Facing deep economic and financial problems produced by the global slowdown and financial turmoil, the government is demanding that workers and poor shoulder the burden, while making every possible concession to big business and foreign investors.

Similar budget-cutting and pro-business measures are being carried out internationally. Already, a section of the Sri Lankan ruling elite is discussing that due to heavy debts Sri Lanka may dip into a crisis similar to Greece, where the Syriza government is implementing severe austerity measures.

Wickremesinghe told a Colombo Stock Market event that his government had asked the IMF for “help in rewriting the tax code” and informed it that the government needed a standby loan agreement. He said the government’s policy was to make Sri Lanka “a competitive platform and logistic hub to attract investments.” The government can only make the country a “competitive hub” by slashing social rights, wages and conditions.

Without a political fight against the government, workers cannot advance their struggle. The government has already demonstrated that it will use force to suppress resistance to its measures. It has unleashed a brutal police assault on protesting students who were defending public education, arrested plantation workers who opposed higher daily workloads and attacked poor farmers demanding clean drinking water.

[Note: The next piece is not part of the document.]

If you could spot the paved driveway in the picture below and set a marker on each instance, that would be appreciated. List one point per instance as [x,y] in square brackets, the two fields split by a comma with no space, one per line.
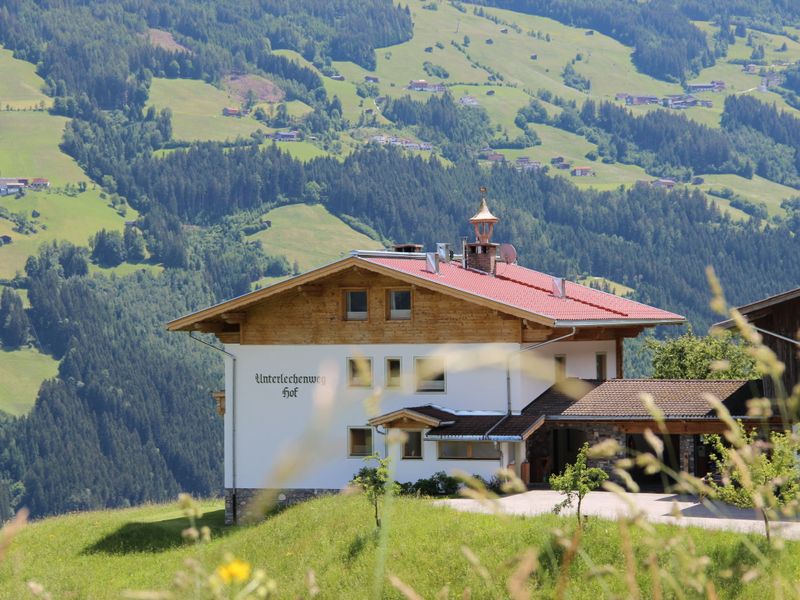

Workers can defend their jobs, wages, pensions and social rights, such as education and health, and also defend poor farmers, only in the fight to abolish the capitalist profit system, which is incompatible with these basic rights.

All banks, major industries and companies and big plantations must be nationalised under workers’ control. All foreign debts must be repudiated. The economy must be reorganised along socialist lines, for the benefit of the majority of the people.

Workers cannot allow their fate to be determined by the trade unions, all of which are committed to maintaining the private profit system. They have to break from the unions and build their own action committees.

Only the SEP explained in the January presidential election and the August general election that this government would further intensify the attack on the hard-won rights of workers and the poor.

The SEP called on workers to take up the fight for a workers’ and peasants’ government based on a socialist program, as part of fight for socialism in South Asia and internationally. In this struggle, workers need a new revolutionary party. We urge workers to join the SEP and help build it as a mass revolutionary party to lead the working class in this struggle.